恒田: とにかくグラフィックと音がまるで違う。16ビットによる画面の美しさには当時、衝撃を受けました。「メガドライブの高い技術には未来がある」と思った人が、ファミコンでなく、メガドライブを選んだんだと思いますよ。

片野: FM音源がとにかくよかったです。アーケードで耳が肥えていたので、ファミコンのピコピコ音がどうも……。

恒田: やっぱりFM音源だと変わりますよね。音楽が違うと、ゲームに対する集中度も全然違う。よりいいものを聞いてしまうと戻れないというか。

片野: それと、セガはメガアダプタ(※6)みたいに、メガドライブで、前機種であるマスターシステムのソフトも遊べるというようなキットを作っていて、そのあたりがユーザー本位で好きでした。

恒田: 自分はメガドライブにいちばん熱中していたのですが、例えばファミコンのシューティングゲームだと、画面に出る敵の弾の数に限りがあって、すぐにプレイできる「難易度の頂点」まで到達しちゃうんですよ。でも、メガドライブはハードウェアの性能が高いので、簡単には到達できない。「TATSUJIN」(※7)というゲームがあったのですが、文字どおり達人向けのゲームで、弾のばらまきの数が画面を埋め尽くすほどの「ありえない量」で、かなりの難易度でしたね。

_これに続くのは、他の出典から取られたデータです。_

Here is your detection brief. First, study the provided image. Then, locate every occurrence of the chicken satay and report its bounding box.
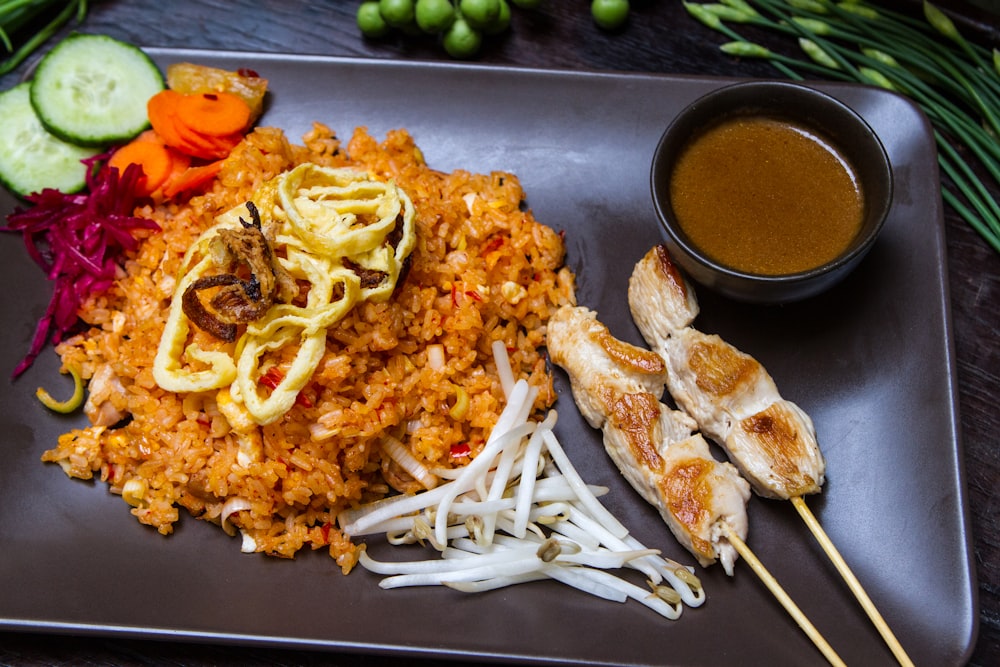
[547,306,750,575]
[628,245,826,500]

片野: セガのほうが自分の主張を通しているように見えましたね。こだわりを感じましたし、高いクオリティを感じた。ゲームのスピード感もすごかったですし。ファミコンでなくセガを選んだのは、「群れる」のが好きじゃなかったのもあります。

恒田: 一般の人からすると、メガドライブは「稀」な存在で、親友には言えるけど、クラスで堂々というのは正直、カミングアウトに近かった(笑)。

片野: 会話が合わないって言うのはありましたね。私もメガドライブユーザーの仲間内で話をしてました。

恒田: メガドライブユーザー同士の結束は固かったですけどね。

片野: 何年たっても仲間の数は増えないんですが、減りもしないって感じでしたね。結局、ファミコンをやりたいとは一回も思わなかった。1時間くらいやってみたのですが「ああ、違うな」って。音やグラフィックスに満足できなかったり、それに十字キーが使いづらくて。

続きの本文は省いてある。